Black Butterflies wordt grotendeels verteld vanuit het perspectief van Ingrid Jonker, die we voor het eerst ontmoeten als ze met haar jonge dochter bij haar zus is ingetrokken. Daar, aan het strand van Kaapstad, ontmoet Jonker, die succes had met haar eerste dichtbundel maar in de jaren daarna weinig significants had geschreven, de liefde van haar leven, Jack Cope. De relatie tussen hen vormt het hart van de film, die ook veel tijd uittrekt voor de relatie tussen Jonker en haar vader Abraham, een minister van de Nasionale Partij tijdens het apartheidsregime, die helemaal niets moet hebben van de levensstijl van zijn dochter.
Het grootste probleem van Black Butterflies is dat het regisseur Paula van der Oest en scenarist Greg Latter nooit lukt door te dringen in het hoofd van Ingrid Jonker. Als je na een speelfilm van 98 minuten nog steeds niet het gevoel hebt de hoofdpersoon te begrijpen, heb je als film een probleem. Nu is het ook niet de makkelijkste opgave om zon complex persoon als Ingrid Jonker daadwerkelijk te ontleden, maar Black Butterflies wekt de pretentie dit wel te willen doen en in die zin is de film simpelweg mislukt.
Aan het optreden van Carice van Houten ligt dat zeker niet. In haar tweede Engelstalige hoofdrol schittert Van Houten als vanouds en trekt ze alles uit de kast om de pijn van de onbegrepen Ingrid Jonker, die veel heeft geleden in haar leven maar de mensen die van haar houden ook onbewust kwetst, te laten doorschemeren. Dat dit niet lukt kan niet haar, maar met name de artistieke keuzes van de regisseur en scenarist aangerekend worden.
Van der Oest had er misschien goed aan gedaan een voorbeeld te nemen aan Bright Star, een andere film over een vermaarde, onbegrepen dichter, John Keats.

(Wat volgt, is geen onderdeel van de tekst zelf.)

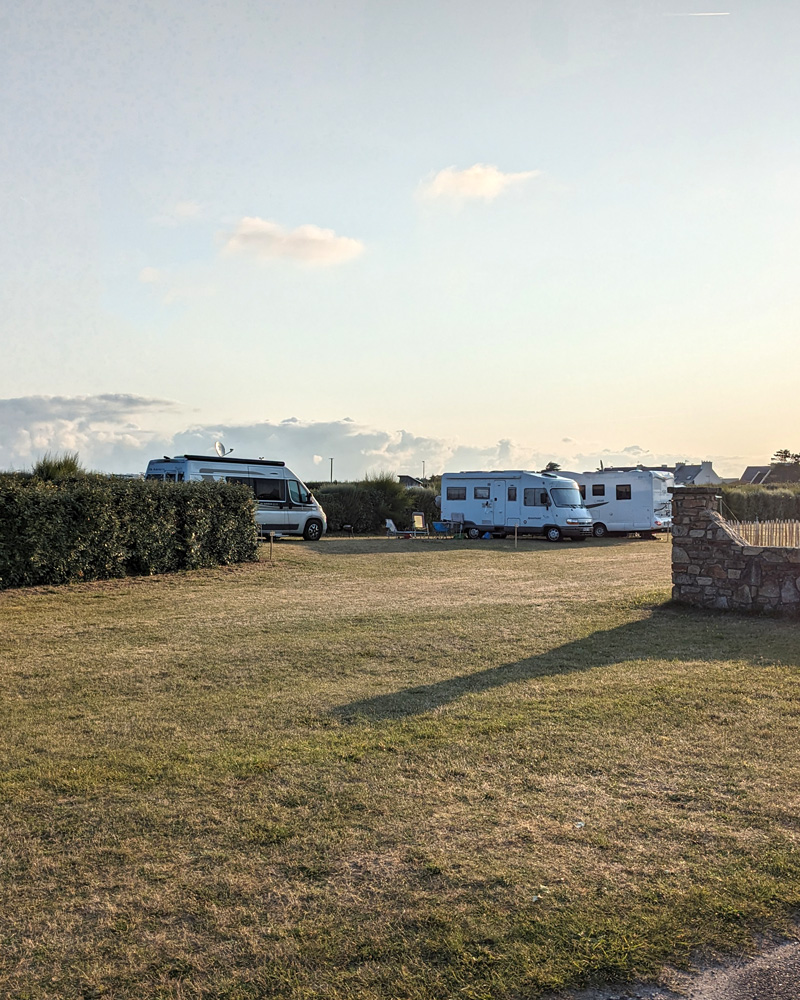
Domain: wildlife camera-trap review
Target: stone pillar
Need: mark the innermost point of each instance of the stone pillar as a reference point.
(692, 541)
(713, 567)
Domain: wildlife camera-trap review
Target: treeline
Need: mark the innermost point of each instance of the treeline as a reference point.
(91, 527)
(366, 505)
(763, 503)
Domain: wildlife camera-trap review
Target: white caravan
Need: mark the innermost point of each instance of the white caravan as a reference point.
(624, 500)
(498, 502)
(284, 504)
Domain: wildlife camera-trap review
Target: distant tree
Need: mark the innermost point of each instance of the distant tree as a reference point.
(59, 466)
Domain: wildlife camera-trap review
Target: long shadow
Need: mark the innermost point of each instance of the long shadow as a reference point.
(670, 633)
(343, 545)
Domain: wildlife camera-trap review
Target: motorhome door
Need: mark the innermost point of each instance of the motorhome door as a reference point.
(499, 500)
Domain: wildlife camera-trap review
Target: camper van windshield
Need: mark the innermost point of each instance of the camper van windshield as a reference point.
(566, 497)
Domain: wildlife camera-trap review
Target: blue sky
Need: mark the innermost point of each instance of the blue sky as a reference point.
(568, 226)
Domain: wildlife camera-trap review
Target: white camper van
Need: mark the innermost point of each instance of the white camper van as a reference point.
(625, 500)
(498, 502)
(284, 504)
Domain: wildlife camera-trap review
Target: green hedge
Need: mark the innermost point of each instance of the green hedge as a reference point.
(366, 505)
(93, 528)
(748, 503)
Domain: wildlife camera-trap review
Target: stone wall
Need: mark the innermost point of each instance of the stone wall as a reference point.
(713, 567)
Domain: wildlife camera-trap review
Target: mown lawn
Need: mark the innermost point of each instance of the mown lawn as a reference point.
(389, 769)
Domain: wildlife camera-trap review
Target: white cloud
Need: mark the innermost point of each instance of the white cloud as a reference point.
(120, 433)
(310, 244)
(483, 180)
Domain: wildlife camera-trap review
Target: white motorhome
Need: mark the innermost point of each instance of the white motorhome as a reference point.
(284, 504)
(499, 502)
(626, 500)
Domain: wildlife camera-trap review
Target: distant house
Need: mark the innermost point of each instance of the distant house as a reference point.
(410, 483)
(696, 475)
(685, 475)
(755, 474)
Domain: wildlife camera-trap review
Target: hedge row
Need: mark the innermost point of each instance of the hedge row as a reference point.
(366, 506)
(748, 503)
(93, 528)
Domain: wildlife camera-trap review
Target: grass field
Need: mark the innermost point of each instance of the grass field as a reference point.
(389, 769)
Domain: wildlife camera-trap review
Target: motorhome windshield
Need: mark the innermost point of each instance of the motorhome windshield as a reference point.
(566, 497)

Die film koos er wijselijk voor om het verhaal te vertellen vanuit het perspectief van Fanny Brawne, de grote liefde van Keats, omdat ervaring leert dat identificatie met grote, onbegrepen kunstenaars vaak moeilijk is. Van der Oest probeert in Black Butterflies wel om het enigma Ingrid Jonker te doorgronden, maar het effect is dat je haar vooral irritant begint te vinden en je je afvraagt waarom haar vrienden en geliefden zoveel moeite voor haar doen. Ze doet namelijk niks om deze moeite terug te betalen. En dan kan een film nog zo mooi en respectvol gemaakt zijn als Black Butterflies, maar als de hoofdpersoon niet weet aan te spreken, wordt het heel moeilijk om een blijvende indruk achter te laten.